The luncheon, co-hosted April 28 by the Los Altos/Mountain View and Palo Alto branches of the American Association of University Women, encouraged the girls – recipients of camp scholarships provided by the branches – to pursue careers in science, technology, engineering and math.
Thayer, head of Linac Coherent Light Source Data Systems at the Stanford Linear Accelerator Laboratory, advised the middle-school girls in the audience to “find the thing you like and that you are good at, and do that thing.”
Thayer said she had always enjoyed building things, primarily model cars, but noted that “science and math weren’t my best subjects.” She was inspired to study physics in high school after attending a weekend science camp at the Fermi National Accelerator Laboratory outside Chicago, where she received hands-on experience with a particle accelerator. Soon Thayer decided that writing English essays was easy.

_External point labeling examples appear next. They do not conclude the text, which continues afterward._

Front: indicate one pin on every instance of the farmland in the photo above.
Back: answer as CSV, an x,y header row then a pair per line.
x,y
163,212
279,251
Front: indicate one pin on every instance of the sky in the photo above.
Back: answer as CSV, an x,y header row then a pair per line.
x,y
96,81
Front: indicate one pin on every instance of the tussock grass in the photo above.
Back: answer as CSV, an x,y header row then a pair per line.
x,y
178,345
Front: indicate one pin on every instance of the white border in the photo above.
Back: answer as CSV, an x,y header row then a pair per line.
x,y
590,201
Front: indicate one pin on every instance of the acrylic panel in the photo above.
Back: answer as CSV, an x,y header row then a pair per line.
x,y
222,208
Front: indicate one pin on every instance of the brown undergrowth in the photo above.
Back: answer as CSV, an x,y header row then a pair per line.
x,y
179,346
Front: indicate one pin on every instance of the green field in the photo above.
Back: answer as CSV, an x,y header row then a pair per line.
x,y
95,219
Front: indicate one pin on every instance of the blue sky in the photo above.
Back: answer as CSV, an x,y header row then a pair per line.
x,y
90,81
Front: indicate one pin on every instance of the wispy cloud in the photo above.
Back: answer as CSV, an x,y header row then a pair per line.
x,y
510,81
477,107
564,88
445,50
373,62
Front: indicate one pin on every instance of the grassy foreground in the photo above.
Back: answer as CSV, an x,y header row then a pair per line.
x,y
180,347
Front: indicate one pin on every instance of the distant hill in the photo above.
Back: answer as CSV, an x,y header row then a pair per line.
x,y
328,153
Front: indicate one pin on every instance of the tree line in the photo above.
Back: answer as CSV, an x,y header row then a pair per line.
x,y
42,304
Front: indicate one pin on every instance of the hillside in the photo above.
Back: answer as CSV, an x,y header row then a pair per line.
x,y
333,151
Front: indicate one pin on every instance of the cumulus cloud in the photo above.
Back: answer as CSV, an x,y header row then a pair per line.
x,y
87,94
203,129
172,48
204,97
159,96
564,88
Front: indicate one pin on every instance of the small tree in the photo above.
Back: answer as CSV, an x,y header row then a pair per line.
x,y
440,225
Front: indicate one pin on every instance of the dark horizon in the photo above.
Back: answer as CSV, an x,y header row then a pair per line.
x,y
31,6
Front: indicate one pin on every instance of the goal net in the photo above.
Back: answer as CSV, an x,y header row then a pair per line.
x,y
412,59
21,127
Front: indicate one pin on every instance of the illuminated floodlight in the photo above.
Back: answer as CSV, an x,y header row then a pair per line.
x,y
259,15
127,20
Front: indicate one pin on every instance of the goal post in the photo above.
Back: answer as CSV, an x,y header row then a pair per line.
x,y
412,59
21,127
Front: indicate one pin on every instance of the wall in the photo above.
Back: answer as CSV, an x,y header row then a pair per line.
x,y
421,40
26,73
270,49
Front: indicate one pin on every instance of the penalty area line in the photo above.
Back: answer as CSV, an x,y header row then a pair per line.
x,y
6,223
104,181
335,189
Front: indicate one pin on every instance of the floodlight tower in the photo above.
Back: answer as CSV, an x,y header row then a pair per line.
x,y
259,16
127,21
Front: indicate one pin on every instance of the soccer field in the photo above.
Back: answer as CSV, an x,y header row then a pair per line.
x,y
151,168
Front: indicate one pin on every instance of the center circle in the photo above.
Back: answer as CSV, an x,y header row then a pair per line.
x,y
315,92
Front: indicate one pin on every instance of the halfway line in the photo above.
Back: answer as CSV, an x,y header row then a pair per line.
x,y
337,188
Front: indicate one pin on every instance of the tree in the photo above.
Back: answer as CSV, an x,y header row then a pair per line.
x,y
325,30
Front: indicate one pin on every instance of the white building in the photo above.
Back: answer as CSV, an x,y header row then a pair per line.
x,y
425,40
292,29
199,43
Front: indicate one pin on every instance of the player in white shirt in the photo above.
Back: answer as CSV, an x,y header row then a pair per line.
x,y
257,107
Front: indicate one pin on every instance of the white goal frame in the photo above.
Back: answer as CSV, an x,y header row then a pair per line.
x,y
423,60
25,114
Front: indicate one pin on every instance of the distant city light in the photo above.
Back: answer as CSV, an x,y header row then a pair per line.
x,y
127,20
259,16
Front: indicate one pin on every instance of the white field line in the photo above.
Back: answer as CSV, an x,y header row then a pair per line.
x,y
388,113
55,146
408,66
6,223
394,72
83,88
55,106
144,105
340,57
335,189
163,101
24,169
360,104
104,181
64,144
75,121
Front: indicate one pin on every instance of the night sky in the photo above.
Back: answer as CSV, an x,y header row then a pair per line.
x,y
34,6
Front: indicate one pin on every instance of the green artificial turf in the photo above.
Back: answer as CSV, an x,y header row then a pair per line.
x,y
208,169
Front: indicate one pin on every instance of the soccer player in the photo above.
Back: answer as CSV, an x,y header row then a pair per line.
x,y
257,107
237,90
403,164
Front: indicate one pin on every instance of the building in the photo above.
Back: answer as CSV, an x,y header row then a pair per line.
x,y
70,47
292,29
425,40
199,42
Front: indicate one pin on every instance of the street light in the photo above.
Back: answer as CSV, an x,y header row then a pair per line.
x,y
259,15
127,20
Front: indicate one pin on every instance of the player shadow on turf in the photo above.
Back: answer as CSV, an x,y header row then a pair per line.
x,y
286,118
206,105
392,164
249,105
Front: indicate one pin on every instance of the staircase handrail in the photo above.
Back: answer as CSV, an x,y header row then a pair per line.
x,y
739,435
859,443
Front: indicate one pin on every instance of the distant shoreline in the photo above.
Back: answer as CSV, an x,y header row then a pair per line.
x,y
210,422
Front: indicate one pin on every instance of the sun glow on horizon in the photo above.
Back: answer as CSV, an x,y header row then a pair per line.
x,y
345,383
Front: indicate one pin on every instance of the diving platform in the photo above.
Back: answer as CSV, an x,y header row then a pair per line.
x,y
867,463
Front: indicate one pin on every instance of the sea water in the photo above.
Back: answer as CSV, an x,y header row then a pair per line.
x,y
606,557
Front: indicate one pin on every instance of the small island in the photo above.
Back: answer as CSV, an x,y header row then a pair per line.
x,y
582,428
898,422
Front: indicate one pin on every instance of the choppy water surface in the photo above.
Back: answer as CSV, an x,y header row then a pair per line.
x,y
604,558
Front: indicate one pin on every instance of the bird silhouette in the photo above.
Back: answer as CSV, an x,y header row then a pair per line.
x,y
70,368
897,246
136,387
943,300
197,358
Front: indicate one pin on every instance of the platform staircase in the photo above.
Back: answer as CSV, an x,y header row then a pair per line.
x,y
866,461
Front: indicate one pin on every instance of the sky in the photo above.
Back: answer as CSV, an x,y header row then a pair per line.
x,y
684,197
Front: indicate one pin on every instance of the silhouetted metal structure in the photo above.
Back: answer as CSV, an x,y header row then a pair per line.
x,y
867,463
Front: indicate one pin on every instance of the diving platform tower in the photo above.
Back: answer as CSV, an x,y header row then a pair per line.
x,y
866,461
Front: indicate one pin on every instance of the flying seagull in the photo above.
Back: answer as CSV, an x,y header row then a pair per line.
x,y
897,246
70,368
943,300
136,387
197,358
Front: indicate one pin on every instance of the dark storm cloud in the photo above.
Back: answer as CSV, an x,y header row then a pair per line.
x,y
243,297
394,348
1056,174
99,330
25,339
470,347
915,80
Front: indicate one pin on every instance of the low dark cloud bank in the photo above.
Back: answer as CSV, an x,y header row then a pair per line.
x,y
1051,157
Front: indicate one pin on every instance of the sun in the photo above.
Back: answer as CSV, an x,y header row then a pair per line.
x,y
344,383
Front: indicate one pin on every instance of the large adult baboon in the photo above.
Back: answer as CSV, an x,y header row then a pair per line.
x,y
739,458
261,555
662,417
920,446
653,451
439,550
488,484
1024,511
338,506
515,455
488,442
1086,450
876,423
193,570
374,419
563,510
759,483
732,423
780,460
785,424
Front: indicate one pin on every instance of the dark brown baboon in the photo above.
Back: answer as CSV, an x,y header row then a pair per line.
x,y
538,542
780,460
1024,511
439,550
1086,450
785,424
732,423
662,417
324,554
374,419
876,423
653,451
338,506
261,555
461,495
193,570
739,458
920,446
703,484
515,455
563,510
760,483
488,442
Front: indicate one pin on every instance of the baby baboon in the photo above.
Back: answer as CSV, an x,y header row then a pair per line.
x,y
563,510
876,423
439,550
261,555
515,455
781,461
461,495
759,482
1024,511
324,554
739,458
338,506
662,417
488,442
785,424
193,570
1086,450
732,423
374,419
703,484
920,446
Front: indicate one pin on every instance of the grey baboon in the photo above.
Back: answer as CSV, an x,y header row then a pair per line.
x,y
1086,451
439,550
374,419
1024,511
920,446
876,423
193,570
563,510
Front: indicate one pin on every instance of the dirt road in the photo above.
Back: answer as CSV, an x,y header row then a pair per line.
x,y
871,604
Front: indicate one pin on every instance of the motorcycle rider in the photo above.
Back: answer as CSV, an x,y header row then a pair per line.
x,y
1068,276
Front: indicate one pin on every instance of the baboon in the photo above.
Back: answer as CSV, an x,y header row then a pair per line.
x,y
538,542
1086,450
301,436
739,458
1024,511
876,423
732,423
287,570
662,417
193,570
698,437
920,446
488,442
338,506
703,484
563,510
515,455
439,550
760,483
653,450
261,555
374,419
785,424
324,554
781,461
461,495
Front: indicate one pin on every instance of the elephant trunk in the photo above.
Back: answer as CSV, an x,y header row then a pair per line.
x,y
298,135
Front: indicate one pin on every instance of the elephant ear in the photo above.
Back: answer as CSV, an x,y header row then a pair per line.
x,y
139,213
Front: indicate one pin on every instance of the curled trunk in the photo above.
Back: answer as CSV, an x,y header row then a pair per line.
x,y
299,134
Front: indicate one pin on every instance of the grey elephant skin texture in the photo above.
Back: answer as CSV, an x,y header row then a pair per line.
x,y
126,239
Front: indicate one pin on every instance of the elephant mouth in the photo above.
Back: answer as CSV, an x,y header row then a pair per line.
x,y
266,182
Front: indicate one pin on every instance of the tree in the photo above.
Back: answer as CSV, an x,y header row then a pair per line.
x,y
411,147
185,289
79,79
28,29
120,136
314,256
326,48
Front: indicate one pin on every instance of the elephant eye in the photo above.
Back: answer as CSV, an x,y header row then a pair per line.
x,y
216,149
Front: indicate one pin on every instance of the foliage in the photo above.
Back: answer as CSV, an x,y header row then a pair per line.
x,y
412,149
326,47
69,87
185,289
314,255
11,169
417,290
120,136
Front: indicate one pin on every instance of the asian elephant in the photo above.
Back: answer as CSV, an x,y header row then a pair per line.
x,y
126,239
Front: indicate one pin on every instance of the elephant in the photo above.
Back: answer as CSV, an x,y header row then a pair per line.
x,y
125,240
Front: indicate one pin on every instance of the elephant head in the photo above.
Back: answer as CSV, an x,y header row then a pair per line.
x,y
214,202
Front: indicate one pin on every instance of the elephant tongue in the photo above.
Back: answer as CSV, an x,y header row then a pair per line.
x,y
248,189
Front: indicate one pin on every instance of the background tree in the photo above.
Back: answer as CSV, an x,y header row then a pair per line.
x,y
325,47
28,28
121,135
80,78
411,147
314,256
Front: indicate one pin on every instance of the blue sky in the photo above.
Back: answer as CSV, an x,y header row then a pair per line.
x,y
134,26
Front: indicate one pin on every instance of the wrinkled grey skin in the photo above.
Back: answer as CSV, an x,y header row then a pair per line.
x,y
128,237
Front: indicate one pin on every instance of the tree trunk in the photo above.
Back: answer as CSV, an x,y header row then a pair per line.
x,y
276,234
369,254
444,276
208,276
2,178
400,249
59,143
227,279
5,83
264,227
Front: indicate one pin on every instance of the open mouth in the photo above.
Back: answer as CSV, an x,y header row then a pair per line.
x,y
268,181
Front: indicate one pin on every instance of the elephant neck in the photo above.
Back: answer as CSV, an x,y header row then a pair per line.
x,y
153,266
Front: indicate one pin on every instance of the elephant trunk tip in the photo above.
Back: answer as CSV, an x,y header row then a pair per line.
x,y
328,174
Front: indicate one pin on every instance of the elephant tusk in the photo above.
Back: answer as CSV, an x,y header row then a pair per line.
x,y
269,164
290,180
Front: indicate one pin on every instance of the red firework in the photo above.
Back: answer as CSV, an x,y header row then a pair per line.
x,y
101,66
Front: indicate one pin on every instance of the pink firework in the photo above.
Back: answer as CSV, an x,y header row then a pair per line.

“It was more fun to work hard with a team to answer a really difficult question – and science is all about asking questions,” she said.
Thayer worked on her doctoral thesis at Cornell University, where she had her own particle detector to work with. By this time, she was studying quarks, the subatomic particles from which atoms are constructed. She discovered that nothing matches that feeling of knowing the answer to a question no one else can answer.
“I was the very first person to know,” she recalled of her research.
Thayer was invited to SLAC to be part of a collaboration with Fermi, building the software and hardware for the Fermi Gamma-ray Space Telescope. She said she loved the teamwork she found on the project.
“We had 200 people working together to figure out how to do things no one had done before,” Thayer said. “Science is all about teamwork, not about working alone in a lab.”
The launch of the rocket that carried the telescope into space was “one of the most thrilling moments of my life,” Thayer said, describing the suspense as the physicists who had worked on the project watched from a neighboring beach, “blue in the face from holding our breaths,” as the rocket seemed to hang forever on the pad before finally rising, gaining speed and streaking upward.
After the successful launch, Thayer headed the team that collected and analyzed data from tracking points in the U.S., Russia and Australia.
From the infinitely large universe to the world of subatomic particles, SLAC has continued to find work for Thayer. Her current project involves creating “light bombs” using the linear accelerator as a massive X-ray unit to study the interactions of subatomic particles during chemical reactions.
Thayer’s parting advice to the students: “Don’t be afraid to try something you have never done before. Use the skills you have and the resources you find around you, and you can build something that is all yours.”